March’s statement seems to confirm that, with two MPC members voting for an immediate hike, and the bank as a whole saying that “an ongoing tightening of monetary policy over the forecast period will be appropriate” going forward.
However, there are some signs that a move upwards from the current rate of 0.5% to 0.75% in May is, in the words of bond market guru Mohamed El-Erian “far from a done deal.”
“Ignore the split rate vote; the real news is that the Committee has chosen not to signal an imminent rate rise as clearly as it did last year,” Samuel Tombs, chief UK economist at research house Pantheon Macroeconomics said in an email to clients shortly after the decision.
The wording of the committee’s statement, Tombs says, is far less explicit than that in the Bank of England’s statement in September last year, the meeting prior to its November rate hike.
“Back in September—the meeting before it hiked rates in November—the Committee said it would hike ‘over the coming months’. Today, the Committee has not given any time-bound guidance,” Tombs writes.
The main reason for that change of wording, Pantheon’s note argues, is that recent economic data, while fairly solid, has not been as strong as the BoE had expected when it struck its hawkish tone back in February.
“The Committee’s confidence has been knocked by a “few surprises in recent economic data”, which we assume means the below-consensus PMIs, soft retail sales figures and February’s 2.7% CPI inflation rate, which was below the Committee’s 2.9% forecast,” Tombs says.
That leads him to the conclusion that a “rate increase in May still is under active consideration, but the likelihood is nowhere near as high as the 80% chance priced-in by markets before this meeting.”
As a result, Tombs forecasts that “activity and inflation data” will “surprise the Committee to the downside, ensuring that it waits until August to raise interest rates again.”
Two dissenters
Another reason to suspect that the bank may not hike in May as expected is the makeup of Thursday’s decision.

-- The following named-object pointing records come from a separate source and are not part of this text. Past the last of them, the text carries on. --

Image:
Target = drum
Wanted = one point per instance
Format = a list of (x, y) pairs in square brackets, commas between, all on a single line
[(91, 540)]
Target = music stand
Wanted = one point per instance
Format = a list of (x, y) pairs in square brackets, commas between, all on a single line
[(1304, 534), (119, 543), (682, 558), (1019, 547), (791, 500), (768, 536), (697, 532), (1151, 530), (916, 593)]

The two members of the committee who dissented were Ian McCafferty and Michael Saunders, both widely known as the bank’s most hawkish policymakers.
Saunders and McCafferty tend to move in tandem, and the last time the pair of them dissented to the upside was in June 2017, five months and three meetings before the rest of the MPC came on side. Since last year the bank has changed its meeting schedule, moving to just eight per year.
The bank generally only changes policy on the day of an Inflation Report, as Governor Mark Carney holds a press conference on those days, giving the bank a greater ability to communicate its reasoning behind decisions to the markets and wider public.
With that borne in mind, should the MPC follow the pattern of waiting a quarter of its annual meetings to follow McCafferty and Saunders, it could be August — the first Inflation Report after May — before the BoE hikes, matching the forecast of Pantheon Macroeconomics.
To be sure, this is not a scientific way of working out when the bank will hike, but it might just turn out to be true.